Fino al ’75, anno del grande balzo elettorale a Roma e altre città, avevo quasi sempre fatto lo scrutatore o il rappresentante di lista, compito assai pesante perché non ci si doveva mai assentare dal seggio per ovvie ragioni. Lo scrutinio si faceva al rallentatore perché gli altri componenti del seggio volevano superare la mezzanotte per far scattare la giornata in più come pagamento (a noi comunisti, che versavamo alla sezione l’importo, non interessava granché).
Lo scrutinio era anche il momento in cui si rivelava l’appartenenza politica di ciascuno, parlo dei soli scrutatori, s’intende.
Durante lo spoglio delle schede, una volta due democristiani si accapigliavano tra loro per via di una preferenza: l’uno voleva annullarla e l’altro no. […] Io non mi sono mai sentita –iana di nessuno.

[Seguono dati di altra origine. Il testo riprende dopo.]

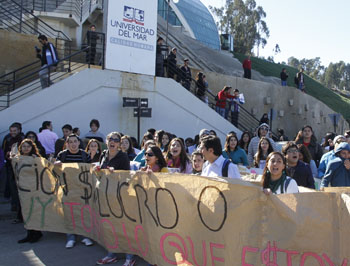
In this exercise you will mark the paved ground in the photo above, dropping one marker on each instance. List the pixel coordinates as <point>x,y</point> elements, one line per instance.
<point>50,250</point>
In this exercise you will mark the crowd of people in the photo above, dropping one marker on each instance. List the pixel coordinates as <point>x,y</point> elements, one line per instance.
<point>302,162</point>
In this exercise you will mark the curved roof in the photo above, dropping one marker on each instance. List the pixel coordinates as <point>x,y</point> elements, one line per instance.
<point>200,21</point>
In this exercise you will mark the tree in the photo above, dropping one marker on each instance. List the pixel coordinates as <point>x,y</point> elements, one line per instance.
<point>277,49</point>
<point>244,20</point>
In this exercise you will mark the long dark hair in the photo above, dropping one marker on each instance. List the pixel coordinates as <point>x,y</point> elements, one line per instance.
<point>183,156</point>
<point>131,148</point>
<point>259,155</point>
<point>99,149</point>
<point>227,142</point>
<point>266,177</point>
<point>241,142</point>
<point>305,152</point>
<point>158,139</point>
<point>33,151</point>
<point>158,153</point>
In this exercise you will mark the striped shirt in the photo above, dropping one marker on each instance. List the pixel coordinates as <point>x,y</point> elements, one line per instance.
<point>80,157</point>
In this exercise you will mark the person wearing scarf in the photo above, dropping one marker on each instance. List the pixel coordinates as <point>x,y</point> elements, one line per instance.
<point>275,179</point>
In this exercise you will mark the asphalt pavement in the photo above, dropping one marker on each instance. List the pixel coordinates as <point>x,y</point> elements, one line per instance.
<point>49,250</point>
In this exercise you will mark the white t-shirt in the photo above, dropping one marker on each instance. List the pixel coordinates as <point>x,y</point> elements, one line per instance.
<point>292,187</point>
<point>215,169</point>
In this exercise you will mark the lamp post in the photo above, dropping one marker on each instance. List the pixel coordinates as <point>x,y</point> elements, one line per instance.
<point>167,20</point>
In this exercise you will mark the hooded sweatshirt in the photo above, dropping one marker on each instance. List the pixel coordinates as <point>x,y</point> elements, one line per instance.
<point>336,174</point>
<point>254,144</point>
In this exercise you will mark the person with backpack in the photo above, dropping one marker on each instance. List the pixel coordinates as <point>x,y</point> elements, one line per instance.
<point>274,178</point>
<point>216,165</point>
<point>338,170</point>
<point>48,58</point>
<point>73,154</point>
<point>296,169</point>
<point>200,86</point>
<point>221,99</point>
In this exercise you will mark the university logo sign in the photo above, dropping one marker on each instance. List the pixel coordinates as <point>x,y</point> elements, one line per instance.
<point>132,14</point>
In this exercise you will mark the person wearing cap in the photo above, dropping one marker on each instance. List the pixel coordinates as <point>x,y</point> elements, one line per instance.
<point>223,96</point>
<point>296,169</point>
<point>309,140</point>
<point>329,156</point>
<point>338,170</point>
<point>253,147</point>
<point>159,57</point>
<point>185,75</point>
<point>171,63</point>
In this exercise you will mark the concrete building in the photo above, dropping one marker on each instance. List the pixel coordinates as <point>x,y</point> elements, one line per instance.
<point>194,18</point>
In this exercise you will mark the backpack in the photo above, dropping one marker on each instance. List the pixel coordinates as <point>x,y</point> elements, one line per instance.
<point>286,184</point>
<point>216,97</point>
<point>296,80</point>
<point>224,170</point>
<point>84,156</point>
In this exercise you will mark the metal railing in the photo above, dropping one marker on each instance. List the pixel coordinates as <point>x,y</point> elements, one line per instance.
<point>80,9</point>
<point>25,80</point>
<point>246,120</point>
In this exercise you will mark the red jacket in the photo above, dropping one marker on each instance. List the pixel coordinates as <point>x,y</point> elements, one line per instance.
<point>247,64</point>
<point>222,99</point>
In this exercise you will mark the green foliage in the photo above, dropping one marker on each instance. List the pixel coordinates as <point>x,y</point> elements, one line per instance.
<point>244,20</point>
<point>314,88</point>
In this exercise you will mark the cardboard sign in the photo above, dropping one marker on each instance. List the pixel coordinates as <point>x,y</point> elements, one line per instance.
<point>175,219</point>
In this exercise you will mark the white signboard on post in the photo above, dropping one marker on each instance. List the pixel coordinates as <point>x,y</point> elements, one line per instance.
<point>131,36</point>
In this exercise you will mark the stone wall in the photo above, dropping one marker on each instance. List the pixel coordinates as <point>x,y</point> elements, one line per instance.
<point>293,108</point>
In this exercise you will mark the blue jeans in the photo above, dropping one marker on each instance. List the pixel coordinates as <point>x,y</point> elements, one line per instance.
<point>70,237</point>
<point>221,111</point>
<point>301,86</point>
<point>113,255</point>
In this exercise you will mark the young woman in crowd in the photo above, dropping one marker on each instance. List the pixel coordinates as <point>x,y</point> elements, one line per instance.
<point>166,138</point>
<point>309,140</point>
<point>223,95</point>
<point>141,156</point>
<point>155,161</point>
<point>93,148</point>
<point>34,137</point>
<point>94,133</point>
<point>197,162</point>
<point>114,159</point>
<point>233,152</point>
<point>28,148</point>
<point>264,149</point>
<point>265,119</point>
<point>305,156</point>
<point>176,156</point>
<point>200,86</point>
<point>126,146</point>
<point>244,141</point>
<point>274,178</point>
<point>158,135</point>
<point>327,144</point>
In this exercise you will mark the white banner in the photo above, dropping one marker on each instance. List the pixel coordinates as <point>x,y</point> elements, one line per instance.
<point>131,36</point>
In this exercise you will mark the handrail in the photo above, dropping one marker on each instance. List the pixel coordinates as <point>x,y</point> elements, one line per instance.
<point>250,120</point>
<point>48,66</point>
<point>41,21</point>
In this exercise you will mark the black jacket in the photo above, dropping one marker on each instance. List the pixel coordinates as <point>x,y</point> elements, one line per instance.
<point>119,162</point>
<point>302,175</point>
<point>284,76</point>
<point>315,149</point>
<point>48,51</point>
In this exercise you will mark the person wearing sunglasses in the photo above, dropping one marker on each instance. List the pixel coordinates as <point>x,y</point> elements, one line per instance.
<point>296,169</point>
<point>155,161</point>
<point>262,131</point>
<point>114,159</point>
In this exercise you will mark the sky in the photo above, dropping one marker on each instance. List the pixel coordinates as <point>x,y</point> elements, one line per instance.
<point>305,29</point>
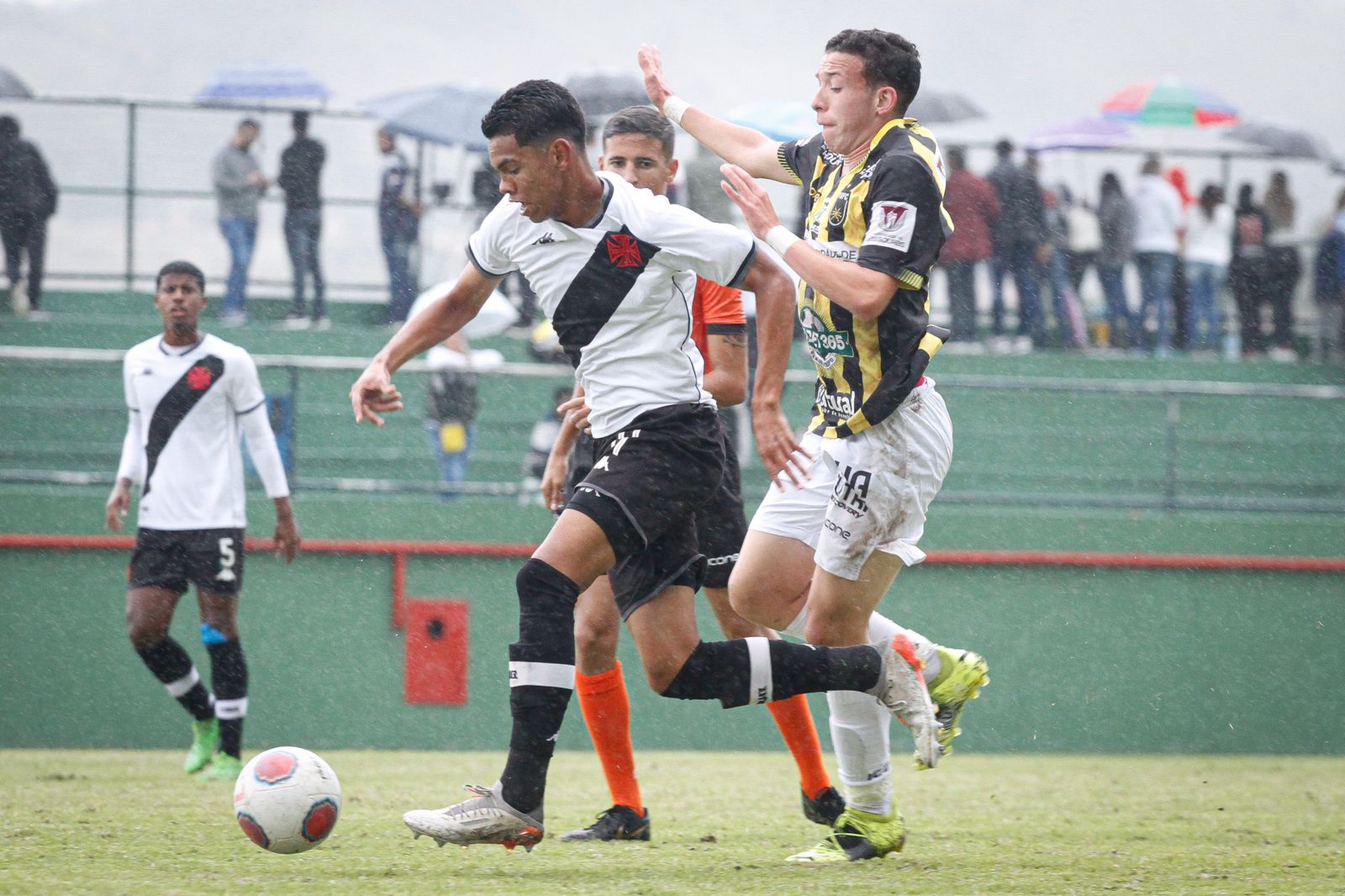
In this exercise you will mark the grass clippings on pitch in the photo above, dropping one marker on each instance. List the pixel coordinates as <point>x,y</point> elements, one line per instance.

Alle elezioni del ’63, (abitavo a Monteverde Nuovo) mi feci mettere solo rappresentante di lista per poter mantenere la promessa fatta a mia padre, allora molto malato, di accompagnarlo con la mia 500 al suo seggio, che era a M. Mario, a votare. (L’altro figlio presente a Roma era presidente di seggio). Sapevo bene come aveva sempre votato ma volevo che potesse soddisfare il suo desiderio. Mi disse, quasi a scusarsi perché lo portavo a fare una cosa contraria alle mie idee – quella volta votava liberale –: “Che vuoi, ognuno è figlio del suo tempo”. Aveva ragione. Anche io sono figlia del mio tempo.